Hi Ben-- Thanks for the prompt review and feedback!
On Thu 2021-12-09 16:14:36 -0500, Ben Schwartz wrote:
> The SNI guidance looks good to me.
>
> I find it confusing to mention ECH in this draft. ECH can never be used
> with this specification, because there is (by definition) no SVCB record to
> provide the ECH keys. (If there is a SVCB record in play, then we are no
> longer in "unilateral probing".)
given that we haven't established what the signalling mechanism
is/should be for authoritative dprive, i'm not entirely sure that we're
out of the realm of unilateral probing here. (for example, does the
mere presence of SVCB indicate a hard-fail condition?) I think that's
up to the other draft. ☺
That said, i don't think i'd have an objection to removing the ECH
reference (or at least trimming it down to only be relevant for the
discussion of potential leak due to SNI in the privacy considerations
section)
> I did notice one issue with -01:
>
> To avoid incurring additional minor timeouts for such a recursive
>> resolver, the pool operator SHOULD either:
>>
>> * ensure that all members of the pool enable the same encrypted
>> transport(s) simultaneously, or
>>
>> * ensure that the load balancer maps client requests to pool members
>> based on client IP addresses.
>
> The first option seems a bit unrealistic.
It might be unrealistic for some pool operators, but it's surely not
unrealistic to all pool operators (for some plausibly-fuzzy definition
of "simultaneously")
> I would replace it with "ensure that any members of the pool return an
> explicit rejection packet (e.g. TCP RST) if they do not support the
> encrypted protocol, or".
While this is good guidance in general for authoritative servers (i'd
include "ICMP port unreachable" in list alongside TCP RST, and maybe
some QUIC-specific signalling?), i'm not convinced it belongs in this
section about authoritatives behind a pool.
In particular, i don't think the consequences of this approach would
yield a healthy pool, which is why i didn't include it in the list
initially.
First, if a pool's load balancer can't reliably map traffic from the
client at IP address X to pool member Y at all, then any sort of
stream-based protocol (whether that's DoT or DoQ or even Do53 over TCP)
is going to fail in pretty terrible ways.
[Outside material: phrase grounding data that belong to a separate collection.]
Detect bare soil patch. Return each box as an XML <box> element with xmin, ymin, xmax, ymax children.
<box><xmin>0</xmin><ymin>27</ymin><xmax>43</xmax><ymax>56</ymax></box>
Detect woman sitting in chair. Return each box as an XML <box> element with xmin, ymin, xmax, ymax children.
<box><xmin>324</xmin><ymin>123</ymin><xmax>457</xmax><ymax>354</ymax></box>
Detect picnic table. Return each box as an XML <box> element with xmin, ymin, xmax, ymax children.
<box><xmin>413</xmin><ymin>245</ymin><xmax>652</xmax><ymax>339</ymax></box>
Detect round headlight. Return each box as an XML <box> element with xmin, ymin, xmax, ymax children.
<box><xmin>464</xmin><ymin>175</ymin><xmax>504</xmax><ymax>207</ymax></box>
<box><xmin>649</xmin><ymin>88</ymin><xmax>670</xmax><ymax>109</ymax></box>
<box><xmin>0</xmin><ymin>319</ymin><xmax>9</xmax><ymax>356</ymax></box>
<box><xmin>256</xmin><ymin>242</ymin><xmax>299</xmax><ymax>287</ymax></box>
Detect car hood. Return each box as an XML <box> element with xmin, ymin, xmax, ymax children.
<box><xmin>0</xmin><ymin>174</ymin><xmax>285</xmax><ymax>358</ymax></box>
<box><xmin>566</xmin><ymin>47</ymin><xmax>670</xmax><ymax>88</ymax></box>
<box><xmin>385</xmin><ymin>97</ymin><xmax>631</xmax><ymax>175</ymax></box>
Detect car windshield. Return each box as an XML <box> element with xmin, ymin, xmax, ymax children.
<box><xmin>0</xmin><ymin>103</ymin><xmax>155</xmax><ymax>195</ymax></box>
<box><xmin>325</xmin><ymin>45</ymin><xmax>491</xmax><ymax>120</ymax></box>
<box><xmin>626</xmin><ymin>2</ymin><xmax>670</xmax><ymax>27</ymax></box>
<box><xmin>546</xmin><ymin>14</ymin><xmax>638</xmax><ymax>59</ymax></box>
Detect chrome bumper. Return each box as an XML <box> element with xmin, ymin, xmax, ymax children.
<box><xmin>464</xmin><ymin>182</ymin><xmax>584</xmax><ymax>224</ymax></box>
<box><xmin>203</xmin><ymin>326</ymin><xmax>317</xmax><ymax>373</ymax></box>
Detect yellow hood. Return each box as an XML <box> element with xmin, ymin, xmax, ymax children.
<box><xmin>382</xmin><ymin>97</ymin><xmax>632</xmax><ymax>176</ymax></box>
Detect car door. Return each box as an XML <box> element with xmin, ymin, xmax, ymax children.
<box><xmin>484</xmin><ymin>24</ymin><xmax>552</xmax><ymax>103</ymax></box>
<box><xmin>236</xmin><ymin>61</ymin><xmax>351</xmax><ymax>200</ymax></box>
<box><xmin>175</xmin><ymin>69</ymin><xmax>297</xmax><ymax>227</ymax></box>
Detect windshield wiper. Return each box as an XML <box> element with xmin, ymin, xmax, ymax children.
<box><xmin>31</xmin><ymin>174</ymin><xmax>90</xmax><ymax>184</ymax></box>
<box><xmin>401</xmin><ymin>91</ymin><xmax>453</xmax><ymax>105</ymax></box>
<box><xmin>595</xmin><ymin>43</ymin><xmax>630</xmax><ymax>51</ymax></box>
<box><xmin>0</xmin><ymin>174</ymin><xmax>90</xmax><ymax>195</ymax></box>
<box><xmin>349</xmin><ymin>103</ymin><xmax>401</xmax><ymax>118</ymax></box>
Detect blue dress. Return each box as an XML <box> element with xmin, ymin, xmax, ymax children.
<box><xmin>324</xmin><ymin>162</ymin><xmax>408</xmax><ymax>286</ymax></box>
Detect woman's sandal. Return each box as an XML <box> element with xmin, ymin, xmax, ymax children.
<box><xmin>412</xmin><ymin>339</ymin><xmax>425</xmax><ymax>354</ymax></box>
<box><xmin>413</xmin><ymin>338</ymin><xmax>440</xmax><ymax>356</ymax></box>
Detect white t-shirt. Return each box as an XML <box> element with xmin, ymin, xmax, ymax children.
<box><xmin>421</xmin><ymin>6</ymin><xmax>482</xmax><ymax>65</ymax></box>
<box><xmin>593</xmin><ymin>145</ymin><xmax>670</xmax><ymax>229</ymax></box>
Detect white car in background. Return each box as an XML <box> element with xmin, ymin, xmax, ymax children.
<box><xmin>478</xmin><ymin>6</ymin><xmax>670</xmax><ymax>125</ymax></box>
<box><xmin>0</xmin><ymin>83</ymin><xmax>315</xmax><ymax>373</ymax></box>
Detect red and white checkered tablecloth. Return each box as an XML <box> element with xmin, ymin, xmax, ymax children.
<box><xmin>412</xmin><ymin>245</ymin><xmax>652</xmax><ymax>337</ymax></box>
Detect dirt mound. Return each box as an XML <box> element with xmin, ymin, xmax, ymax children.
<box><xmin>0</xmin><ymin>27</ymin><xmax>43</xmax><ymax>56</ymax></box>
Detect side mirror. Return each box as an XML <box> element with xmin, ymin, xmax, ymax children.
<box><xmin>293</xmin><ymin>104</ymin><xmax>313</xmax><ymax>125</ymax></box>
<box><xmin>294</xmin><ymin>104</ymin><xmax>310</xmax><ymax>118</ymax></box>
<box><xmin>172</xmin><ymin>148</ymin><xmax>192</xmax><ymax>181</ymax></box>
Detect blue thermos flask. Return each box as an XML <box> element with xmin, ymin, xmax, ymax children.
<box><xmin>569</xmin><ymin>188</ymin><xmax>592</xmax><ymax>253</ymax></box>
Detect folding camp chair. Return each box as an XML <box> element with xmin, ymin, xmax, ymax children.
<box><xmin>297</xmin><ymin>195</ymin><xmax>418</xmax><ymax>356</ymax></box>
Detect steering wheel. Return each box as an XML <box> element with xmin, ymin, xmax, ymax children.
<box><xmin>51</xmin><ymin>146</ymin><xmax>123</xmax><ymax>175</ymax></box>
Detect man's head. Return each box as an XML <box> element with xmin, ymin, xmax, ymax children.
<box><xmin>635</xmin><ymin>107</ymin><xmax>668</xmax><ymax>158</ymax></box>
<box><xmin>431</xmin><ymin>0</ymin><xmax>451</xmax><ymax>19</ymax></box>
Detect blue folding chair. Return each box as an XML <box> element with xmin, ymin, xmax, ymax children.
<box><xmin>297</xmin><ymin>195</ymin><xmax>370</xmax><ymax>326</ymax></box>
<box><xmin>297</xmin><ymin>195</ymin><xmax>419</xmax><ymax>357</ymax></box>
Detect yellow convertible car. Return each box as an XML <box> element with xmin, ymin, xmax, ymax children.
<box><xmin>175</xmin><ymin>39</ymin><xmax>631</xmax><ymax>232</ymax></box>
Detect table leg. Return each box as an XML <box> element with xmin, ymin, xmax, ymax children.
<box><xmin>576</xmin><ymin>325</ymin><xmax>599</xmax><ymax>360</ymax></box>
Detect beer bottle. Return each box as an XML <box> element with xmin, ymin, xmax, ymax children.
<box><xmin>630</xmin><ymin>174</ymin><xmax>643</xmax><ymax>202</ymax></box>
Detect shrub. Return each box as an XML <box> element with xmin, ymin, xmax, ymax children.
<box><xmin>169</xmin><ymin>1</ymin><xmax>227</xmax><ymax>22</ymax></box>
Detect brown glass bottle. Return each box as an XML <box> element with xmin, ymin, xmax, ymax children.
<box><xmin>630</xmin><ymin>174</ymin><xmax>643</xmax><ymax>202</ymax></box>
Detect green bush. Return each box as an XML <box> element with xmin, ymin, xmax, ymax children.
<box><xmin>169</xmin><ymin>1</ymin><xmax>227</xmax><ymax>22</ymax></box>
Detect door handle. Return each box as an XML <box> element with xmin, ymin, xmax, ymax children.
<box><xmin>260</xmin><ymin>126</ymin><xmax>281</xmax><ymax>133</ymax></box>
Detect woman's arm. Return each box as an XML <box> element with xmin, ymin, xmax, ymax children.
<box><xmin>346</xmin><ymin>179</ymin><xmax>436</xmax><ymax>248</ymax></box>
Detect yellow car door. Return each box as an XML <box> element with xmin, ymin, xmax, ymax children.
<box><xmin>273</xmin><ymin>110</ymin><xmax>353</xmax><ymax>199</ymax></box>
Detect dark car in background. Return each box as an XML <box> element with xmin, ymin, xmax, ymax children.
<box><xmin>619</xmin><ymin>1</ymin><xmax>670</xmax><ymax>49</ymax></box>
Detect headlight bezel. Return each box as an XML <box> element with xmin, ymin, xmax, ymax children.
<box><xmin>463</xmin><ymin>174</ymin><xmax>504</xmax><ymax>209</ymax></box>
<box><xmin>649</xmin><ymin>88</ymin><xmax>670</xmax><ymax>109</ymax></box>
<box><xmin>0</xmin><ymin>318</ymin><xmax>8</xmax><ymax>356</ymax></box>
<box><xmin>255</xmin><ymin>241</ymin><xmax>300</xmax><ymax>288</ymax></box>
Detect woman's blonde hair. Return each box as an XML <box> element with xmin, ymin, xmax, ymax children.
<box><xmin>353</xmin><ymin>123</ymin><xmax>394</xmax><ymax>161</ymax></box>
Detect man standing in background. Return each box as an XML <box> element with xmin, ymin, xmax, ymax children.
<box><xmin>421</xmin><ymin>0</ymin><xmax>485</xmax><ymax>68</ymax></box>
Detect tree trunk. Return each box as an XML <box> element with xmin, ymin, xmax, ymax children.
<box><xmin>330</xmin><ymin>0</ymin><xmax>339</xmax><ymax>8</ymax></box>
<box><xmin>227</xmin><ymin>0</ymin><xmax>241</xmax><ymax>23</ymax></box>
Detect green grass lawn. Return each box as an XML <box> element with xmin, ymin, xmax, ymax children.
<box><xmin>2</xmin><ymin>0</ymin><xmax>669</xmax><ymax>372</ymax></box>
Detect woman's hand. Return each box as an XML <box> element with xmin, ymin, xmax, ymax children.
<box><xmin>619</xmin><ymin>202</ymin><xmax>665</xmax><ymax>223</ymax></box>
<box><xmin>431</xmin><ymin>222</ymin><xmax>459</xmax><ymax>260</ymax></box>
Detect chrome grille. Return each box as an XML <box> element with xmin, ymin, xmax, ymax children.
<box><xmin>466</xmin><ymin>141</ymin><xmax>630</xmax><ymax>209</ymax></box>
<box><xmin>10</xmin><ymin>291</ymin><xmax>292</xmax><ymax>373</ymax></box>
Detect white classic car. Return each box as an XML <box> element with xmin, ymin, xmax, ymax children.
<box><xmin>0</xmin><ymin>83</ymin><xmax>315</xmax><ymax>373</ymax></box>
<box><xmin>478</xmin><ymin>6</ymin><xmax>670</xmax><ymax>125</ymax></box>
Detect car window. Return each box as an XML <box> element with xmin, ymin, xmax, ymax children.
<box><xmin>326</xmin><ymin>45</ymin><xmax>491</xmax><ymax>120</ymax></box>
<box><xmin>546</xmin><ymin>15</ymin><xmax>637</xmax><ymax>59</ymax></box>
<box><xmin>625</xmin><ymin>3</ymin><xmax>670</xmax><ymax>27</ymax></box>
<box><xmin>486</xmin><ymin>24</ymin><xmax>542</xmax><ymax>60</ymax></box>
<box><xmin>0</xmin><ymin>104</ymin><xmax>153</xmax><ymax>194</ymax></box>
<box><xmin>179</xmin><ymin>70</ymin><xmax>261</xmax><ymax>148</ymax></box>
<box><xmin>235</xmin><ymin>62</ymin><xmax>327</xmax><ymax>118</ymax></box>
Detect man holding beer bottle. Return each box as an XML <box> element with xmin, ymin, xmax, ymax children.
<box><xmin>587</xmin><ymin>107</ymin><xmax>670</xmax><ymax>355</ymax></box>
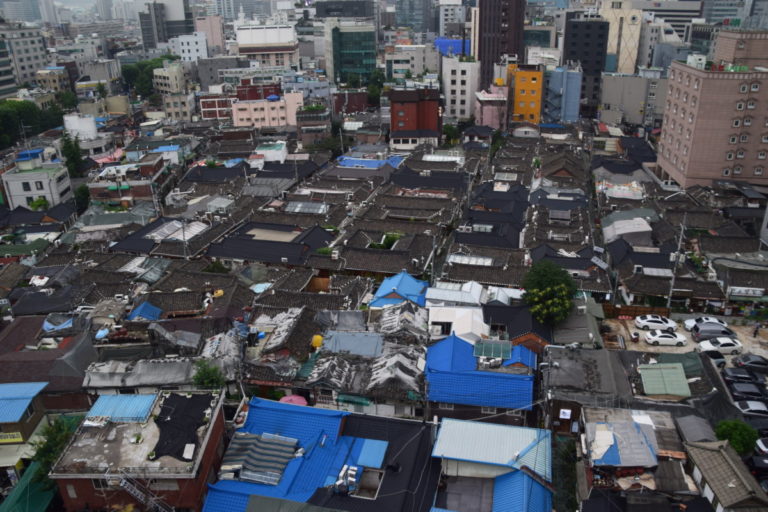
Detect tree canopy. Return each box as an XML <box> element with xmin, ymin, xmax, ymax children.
<box><xmin>60</xmin><ymin>131</ymin><xmax>84</xmax><ymax>177</ymax></box>
<box><xmin>193</xmin><ymin>360</ymin><xmax>226</xmax><ymax>389</ymax></box>
<box><xmin>122</xmin><ymin>55</ymin><xmax>180</xmax><ymax>98</ymax></box>
<box><xmin>0</xmin><ymin>100</ymin><xmax>63</xmax><ymax>150</ymax></box>
<box><xmin>32</xmin><ymin>416</ymin><xmax>77</xmax><ymax>487</ymax></box>
<box><xmin>522</xmin><ymin>260</ymin><xmax>577</xmax><ymax>326</ymax></box>
<box><xmin>716</xmin><ymin>419</ymin><xmax>758</xmax><ymax>455</ymax></box>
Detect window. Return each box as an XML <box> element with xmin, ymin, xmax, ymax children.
<box><xmin>92</xmin><ymin>479</ymin><xmax>110</xmax><ymax>490</ymax></box>
<box><xmin>737</xmin><ymin>150</ymin><xmax>746</xmax><ymax>159</ymax></box>
<box><xmin>745</xmin><ymin>118</ymin><xmax>753</xmax><ymax>126</ymax></box>
<box><xmin>756</xmin><ymin>83</ymin><xmax>764</xmax><ymax>92</ymax></box>
<box><xmin>760</xmin><ymin>151</ymin><xmax>767</xmax><ymax>160</ymax></box>
<box><xmin>757</xmin><ymin>167</ymin><xmax>765</xmax><ymax>176</ymax></box>
<box><xmin>439</xmin><ymin>402</ymin><xmax>454</xmax><ymax>410</ymax></box>
<box><xmin>520</xmin><ymin>89</ymin><xmax>525</xmax><ymax>95</ymax></box>
<box><xmin>734</xmin><ymin>119</ymin><xmax>741</xmax><ymax>127</ymax></box>
<box><xmin>741</xmin><ymin>84</ymin><xmax>749</xmax><ymax>93</ymax></box>
<box><xmin>734</xmin><ymin>166</ymin><xmax>743</xmax><ymax>175</ymax></box>
<box><xmin>723</xmin><ymin>168</ymin><xmax>731</xmax><ymax>176</ymax></box>
<box><xmin>25</xmin><ymin>197</ymin><xmax>34</xmax><ymax>205</ymax></box>
<box><xmin>34</xmin><ymin>181</ymin><xmax>43</xmax><ymax>190</ymax></box>
<box><xmin>741</xmin><ymin>134</ymin><xmax>749</xmax><ymax>143</ymax></box>
<box><xmin>481</xmin><ymin>406</ymin><xmax>497</xmax><ymax>414</ymax></box>
<box><xmin>694</xmin><ymin>79</ymin><xmax>699</xmax><ymax>90</ymax></box>
<box><xmin>737</xmin><ymin>102</ymin><xmax>745</xmax><ymax>111</ymax></box>
<box><xmin>726</xmin><ymin>152</ymin><xmax>734</xmax><ymax>160</ymax></box>
<box><xmin>649</xmin><ymin>91</ymin><xmax>656</xmax><ymax>99</ymax></box>
<box><xmin>21</xmin><ymin>181</ymin><xmax>30</xmax><ymax>192</ymax></box>
<box><xmin>763</xmin><ymin>135</ymin><xmax>768</xmax><ymax>143</ymax></box>
<box><xmin>730</xmin><ymin>135</ymin><xmax>738</xmax><ymax>144</ymax></box>
<box><xmin>749</xmin><ymin>100</ymin><xmax>757</xmax><ymax>109</ymax></box>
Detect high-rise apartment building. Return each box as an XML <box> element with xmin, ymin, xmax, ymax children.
<box><xmin>477</xmin><ymin>0</ymin><xmax>525</xmax><ymax>88</ymax></box>
<box><xmin>631</xmin><ymin>0</ymin><xmax>702</xmax><ymax>39</ymax></box>
<box><xmin>235</xmin><ymin>23</ymin><xmax>298</xmax><ymax>69</ymax></box>
<box><xmin>0</xmin><ymin>22</ymin><xmax>47</xmax><ymax>86</ymax></box>
<box><xmin>396</xmin><ymin>0</ymin><xmax>433</xmax><ymax>33</ymax></box>
<box><xmin>0</xmin><ymin>40</ymin><xmax>16</xmax><ymax>99</ymax></box>
<box><xmin>507</xmin><ymin>63</ymin><xmax>544</xmax><ymax>124</ymax></box>
<box><xmin>543</xmin><ymin>64</ymin><xmax>582</xmax><ymax>124</ymax></box>
<box><xmin>39</xmin><ymin>0</ymin><xmax>58</xmax><ymax>25</ymax></box>
<box><xmin>324</xmin><ymin>19</ymin><xmax>376</xmax><ymax>84</ymax></box>
<box><xmin>1</xmin><ymin>1</ymin><xmax>41</xmax><ymax>22</ymax></box>
<box><xmin>139</xmin><ymin>0</ymin><xmax>194</xmax><ymax>49</ymax></box>
<box><xmin>563</xmin><ymin>16</ymin><xmax>608</xmax><ymax>117</ymax></box>
<box><xmin>657</xmin><ymin>30</ymin><xmax>768</xmax><ymax>187</ymax></box>
<box><xmin>439</xmin><ymin>0</ymin><xmax>465</xmax><ymax>37</ymax></box>
<box><xmin>194</xmin><ymin>15</ymin><xmax>225</xmax><ymax>55</ymax></box>
<box><xmin>96</xmin><ymin>0</ymin><xmax>114</xmax><ymax>20</ymax></box>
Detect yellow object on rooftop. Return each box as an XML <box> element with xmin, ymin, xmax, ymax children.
<box><xmin>311</xmin><ymin>335</ymin><xmax>323</xmax><ymax>348</ymax></box>
<box><xmin>213</xmin><ymin>289</ymin><xmax>225</xmax><ymax>298</ymax></box>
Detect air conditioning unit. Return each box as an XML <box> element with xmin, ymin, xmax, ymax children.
<box><xmin>281</xmin><ymin>257</ymin><xmax>288</xmax><ymax>263</ymax></box>
<box><xmin>634</xmin><ymin>265</ymin><xmax>644</xmax><ymax>274</ymax></box>
<box><xmin>331</xmin><ymin>250</ymin><xmax>339</xmax><ymax>260</ymax></box>
<box><xmin>457</xmin><ymin>225</ymin><xmax>471</xmax><ymax>233</ymax></box>
<box><xmin>429</xmin><ymin>324</ymin><xmax>443</xmax><ymax>336</ymax></box>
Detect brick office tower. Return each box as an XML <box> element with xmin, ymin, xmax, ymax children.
<box><xmin>477</xmin><ymin>0</ymin><xmax>525</xmax><ymax>89</ymax></box>
<box><xmin>658</xmin><ymin>30</ymin><xmax>768</xmax><ymax>187</ymax></box>
<box><xmin>389</xmin><ymin>88</ymin><xmax>442</xmax><ymax>150</ymax></box>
If we assume that the load balancer is capable of allocating persistent
stream-like flows (including QUIC sessions if DoQ is in the mix?) to
specific pool members, but randomly allocates stream-initiating packets
from the same client IP address to different pool members, then we'll
have the problem that a client will "learn" that an encrypted transport
is available to that authoritative, and upon the next stream initiation
might land on a pool member that doesn't implement that encrypted
transport.
In effect, the presence of encrypted transport will "flap" for any given
client.
While the consequences will be relatively small (even if the RST or port
unreachable messages are swallowed by the network, the default `timeout`
parameter for establishing the encrypted transport has fast expiry),
clients will still incur at least an extra serialized round-trip on each
"flap", and if the allocations are truly random they'll be frequently
"damped" into not trying encrypted transport for a full day.
How would you feel about adding the guidance you suggested more
generally to the overall guidance for authoritative servers?